The October roll-out of Apple’s iPhone 4S boosted its position in Britain and the US, but the new phones failed to excite interest in Europe, where Apple’s share of the fast-growing smartphone market slipped.
The smartphone industry is dominated by Google, which has stormed the market with its free Android platform.
“In Great Britain, the US and Australia, Apple’s new iPhone continues to fly off the shelf in the run-up to Christmas. However, this trend is far from universal,” said Dominic Sunnebo, global consumer insight director.
Apple’s market share in the 12 weeks to the end of November rose to 36% in the US from 25% a year earlier and in Britain to 31% from 21%.
However, in France its share slipped to 20% from 29% and from 27% to 22% in Germany.
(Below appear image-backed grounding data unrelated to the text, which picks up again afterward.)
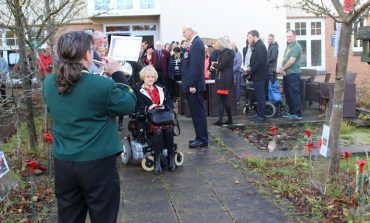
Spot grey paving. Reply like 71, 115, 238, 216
118, 116, 291, 223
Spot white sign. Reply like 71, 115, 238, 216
0, 151, 10, 178
108, 36, 142, 62
320, 124, 330, 158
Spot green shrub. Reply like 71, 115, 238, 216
340, 120, 355, 135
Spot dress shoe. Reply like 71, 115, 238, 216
189, 139, 196, 144
213, 121, 223, 126
224, 120, 233, 125
189, 140, 208, 149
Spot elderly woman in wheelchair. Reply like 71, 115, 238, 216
126, 66, 183, 175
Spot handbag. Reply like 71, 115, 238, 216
147, 108, 175, 125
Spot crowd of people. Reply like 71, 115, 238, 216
38, 23, 304, 222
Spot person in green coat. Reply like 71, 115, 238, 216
43, 31, 136, 223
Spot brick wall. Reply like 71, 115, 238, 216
325, 17, 370, 85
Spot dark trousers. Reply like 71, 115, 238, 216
217, 93, 232, 122
54, 155, 120, 223
253, 80, 266, 118
283, 73, 302, 116
150, 127, 174, 156
186, 92, 208, 144
0, 83, 6, 102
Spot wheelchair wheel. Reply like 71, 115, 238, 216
120, 139, 131, 165
174, 151, 184, 166
265, 101, 277, 118
141, 156, 155, 171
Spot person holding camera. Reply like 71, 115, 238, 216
43, 31, 137, 223
133, 66, 176, 175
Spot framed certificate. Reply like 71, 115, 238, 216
108, 36, 143, 62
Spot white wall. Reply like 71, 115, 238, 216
160, 0, 287, 64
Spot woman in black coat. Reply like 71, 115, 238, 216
211, 37, 235, 126
133, 66, 175, 175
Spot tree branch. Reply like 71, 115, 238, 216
347, 0, 370, 23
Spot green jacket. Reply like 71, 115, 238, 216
43, 72, 136, 161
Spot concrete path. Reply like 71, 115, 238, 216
117, 116, 292, 223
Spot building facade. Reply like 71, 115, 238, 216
286, 0, 370, 84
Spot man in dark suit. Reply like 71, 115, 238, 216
181, 23, 208, 148
246, 30, 269, 123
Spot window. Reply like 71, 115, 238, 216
106, 26, 130, 32
95, 0, 110, 10
311, 22, 321, 35
140, 0, 154, 9
132, 25, 156, 31
117, 0, 133, 10
286, 23, 291, 32
295, 22, 306, 36
287, 19, 325, 69
352, 18, 366, 52
5, 30, 17, 47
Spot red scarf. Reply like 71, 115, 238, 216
145, 86, 160, 104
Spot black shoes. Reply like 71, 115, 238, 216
189, 140, 208, 149
214, 120, 233, 126
154, 155, 162, 175
214, 121, 223, 126
168, 154, 176, 172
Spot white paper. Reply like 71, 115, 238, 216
0, 151, 10, 178
320, 124, 330, 158
108, 36, 143, 62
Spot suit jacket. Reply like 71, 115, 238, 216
249, 39, 269, 81
152, 49, 170, 78
181, 36, 206, 93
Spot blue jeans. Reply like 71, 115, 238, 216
283, 73, 302, 116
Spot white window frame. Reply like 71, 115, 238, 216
287, 18, 326, 70
104, 23, 159, 42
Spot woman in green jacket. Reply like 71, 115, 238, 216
43, 31, 136, 223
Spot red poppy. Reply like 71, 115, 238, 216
26, 160, 47, 174
43, 132, 54, 145
343, 0, 354, 12
318, 138, 323, 150
305, 129, 312, 138
270, 126, 278, 136
355, 160, 367, 174
342, 151, 352, 161
305, 143, 314, 153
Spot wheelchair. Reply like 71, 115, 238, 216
120, 111, 184, 172
241, 74, 287, 118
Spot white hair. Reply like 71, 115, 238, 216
155, 40, 162, 46
92, 31, 104, 41
183, 22, 198, 34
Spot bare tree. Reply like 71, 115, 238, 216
287, 0, 370, 174
0, 0, 86, 155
Similar drops were seen in Italy and Spain.
“The French market is showing increasing signs of price sensitivity,” Sunnebo said.
In part, the European sales of the Apple model were hit by weakening economies across the continent.
Eurozone GDP grew just 0.2% in the third quarter and economists expect it to contract in the fourth as well as in the first three months of next year, sending the bloc back into recession after its two-year recovery from the worst global financial crisis since the 1930s.
The eurozone debt crisis has scared off investment and eaten into business and consumer confidence, particularly since August when investors intensified their scrutiny of the bloc’s problems.
European consumers are keeping a lid on their expenses as government spending cuts and job losses deprive companies of demand for goods and crush exports.
Google had market shares of between 46% and 61% in all markets.
Mobile phone makers like Samsung, Sony Ericsson, LG Ericsson and Motorola all use its Android platform in their phones.
“In Germany, Android achieved a dominant 61% share of smartphone sales in the latest 12 weeks, with the Samsung Galaxy S II the top selling handset,” Sunnebo said.